Revenues at Trinity, which is focused on Trinidad and Tobago, fell 36% to $35.3million in 2016, while pre-tax losses narrowed to $9.7million from $31million a year earlier.
The London-listed firm’s operating expenditure dropped by 29% and the lack of investment weighed on production, which dropped to 2,542 barrels of oil per day last year, from 2,896 barrels in 2015.
But the San Fernando-headquartered business managed to get a grip on its general and administrative (G&A) costs, which were reduced by 61% to $4.2million.
It raised $15million in January through an issue of shares and convertible loan notes.
Trinity also managed to convince its creditors to settle outstanding debts while strengthening its board with three new appointments.
Its shares were up 11.11% to 15p in London in early trading.
It plans to drill four new wells in each of the next two years, and has a programme of 12 re-completions planned for 2017.
Trinity’s cash balance at the end of February 2017 was $13million, compared to $8.2million at the end of 2015.
Trinity’s executive chairman is Bruce Dingwall, who co-founded Venture Production, a North Sea focused independent oil and gas company, in 1997
Venture Production was eventually swallowed up by Centrica in a £1.2billion deal in 2009.
He founded Trinity in 2005 with the acquisition of Venture Production’s Trinidadian assets
Mr Dingwall said: “We are delighted to have now completed the balance sheet restructuring and we are now focused on growing our reserves and production levels, and achieving a market value that is more reflective of our underlying assets and business.
“During the period production declined due to lack of investment.
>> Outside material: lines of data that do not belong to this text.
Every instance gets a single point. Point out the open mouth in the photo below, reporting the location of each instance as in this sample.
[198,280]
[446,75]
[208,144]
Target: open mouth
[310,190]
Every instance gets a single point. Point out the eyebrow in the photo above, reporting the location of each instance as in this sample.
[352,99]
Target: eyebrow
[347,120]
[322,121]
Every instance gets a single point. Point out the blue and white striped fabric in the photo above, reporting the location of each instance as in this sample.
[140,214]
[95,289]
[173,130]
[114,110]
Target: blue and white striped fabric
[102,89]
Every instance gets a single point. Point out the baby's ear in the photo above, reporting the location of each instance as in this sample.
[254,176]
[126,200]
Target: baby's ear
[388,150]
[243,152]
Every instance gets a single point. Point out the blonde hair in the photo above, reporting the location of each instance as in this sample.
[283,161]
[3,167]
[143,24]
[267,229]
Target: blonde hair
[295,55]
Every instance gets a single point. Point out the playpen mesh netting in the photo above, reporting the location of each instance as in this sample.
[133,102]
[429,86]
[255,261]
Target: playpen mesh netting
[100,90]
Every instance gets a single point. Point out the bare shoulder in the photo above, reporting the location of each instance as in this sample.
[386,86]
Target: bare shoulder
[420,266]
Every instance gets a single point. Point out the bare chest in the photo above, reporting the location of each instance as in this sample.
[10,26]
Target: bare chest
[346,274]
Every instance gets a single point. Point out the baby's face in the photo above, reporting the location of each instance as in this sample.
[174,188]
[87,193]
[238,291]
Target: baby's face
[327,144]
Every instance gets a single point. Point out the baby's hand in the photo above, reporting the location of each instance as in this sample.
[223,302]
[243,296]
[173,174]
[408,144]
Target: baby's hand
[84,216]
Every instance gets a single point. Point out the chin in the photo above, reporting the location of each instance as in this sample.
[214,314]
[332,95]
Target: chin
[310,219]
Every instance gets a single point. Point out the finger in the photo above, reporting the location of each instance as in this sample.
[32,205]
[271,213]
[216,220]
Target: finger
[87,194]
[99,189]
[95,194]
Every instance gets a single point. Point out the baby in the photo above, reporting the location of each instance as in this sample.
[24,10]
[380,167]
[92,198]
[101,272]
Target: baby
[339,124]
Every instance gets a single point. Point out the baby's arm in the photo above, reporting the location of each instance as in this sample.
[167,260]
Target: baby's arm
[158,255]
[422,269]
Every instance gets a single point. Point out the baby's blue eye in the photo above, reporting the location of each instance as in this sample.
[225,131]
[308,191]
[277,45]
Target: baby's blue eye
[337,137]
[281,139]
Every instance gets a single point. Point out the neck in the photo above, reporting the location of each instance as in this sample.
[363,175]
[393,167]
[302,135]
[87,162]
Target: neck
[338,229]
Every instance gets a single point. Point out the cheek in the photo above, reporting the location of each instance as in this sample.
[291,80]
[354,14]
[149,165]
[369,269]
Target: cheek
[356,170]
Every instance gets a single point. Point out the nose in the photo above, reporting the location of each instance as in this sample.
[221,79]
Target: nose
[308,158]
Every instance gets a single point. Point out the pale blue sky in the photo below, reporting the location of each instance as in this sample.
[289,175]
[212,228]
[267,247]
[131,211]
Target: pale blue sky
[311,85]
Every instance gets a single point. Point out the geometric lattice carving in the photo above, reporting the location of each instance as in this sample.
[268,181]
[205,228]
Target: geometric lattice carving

However, we are now focused on reversing this trend having made significant reductions to OPEX and G&A costs, enabling the company to maintain and enhance cash margins despite a lower oil price environment.
“As such, we are well placed to grow as a producing, cash flow positive business. With a low-cost asset base and strong management team in place we look forward to a busy year ahead.”